The Les Cheneaux Historical Museum is unique. It is comprised of two buildings, one a log cabin, donated by Nancy Avery Follansbee, depicting the early days of settlement in the area when lumbering was an important industry. Along with the lumbering, was the wonderful fishing, creating the early tourist industry for the many thriving hotels in the area. Of course the women also kept very busy with quilting, weaving, and other activities.
Attached to the old historical, log cabin is a very modern building. This building, designed by the late Aarre Lahti, a former professor of architectural design at the University of Michigan, depicts changes in the life of the community over the years.
The "marriage" of these two buildings shows the transition from the early lumbering days of the area, to today's interest in recreational boating, fishing, bird watching, and nature walks, along with many winter activities such as ice fishing, snowmobiling and other recreational activities.
- Helen Shoberg
Les Cheneaux Islands
"Located at the northern tip of Lake Huron, on the south shore of Michigan's eastern Upper Peninsula, the Les Cheneaux area was once a strategic international northern outpost and center of early exploration.

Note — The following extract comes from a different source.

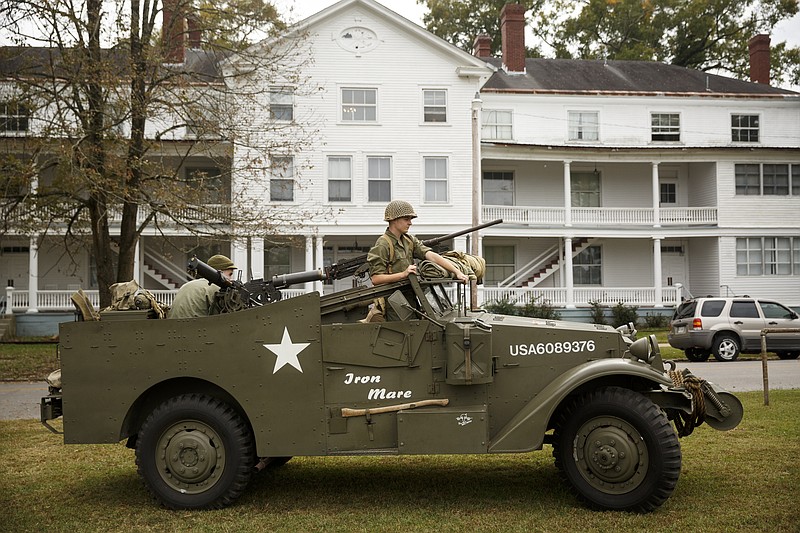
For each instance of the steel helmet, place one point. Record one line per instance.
(398, 209)
(220, 262)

But it was not until the early eighteen eighties that permanent homesteaders came in earnest to Les Cheneaux: Anthony Hamel came over from Mackinac Island, William A. Patrick arrived from Ontario, the Westons migrated north from Chicago, and the likes of Henry Clay Wisner and the McBain-Coryell clan appeared as the area's first seasonal visitors. From this decade can be traced the story of the evolution of the Les Cheneaux area from unwanted real estate into highly desirable timberland and, almost simultaneously, homestead settlement and summer resort community. Our story is an individually distinct as any in American history and as important as the opening and development of the Great Lakes and the integration of two great peninsulas into the State of Michigan."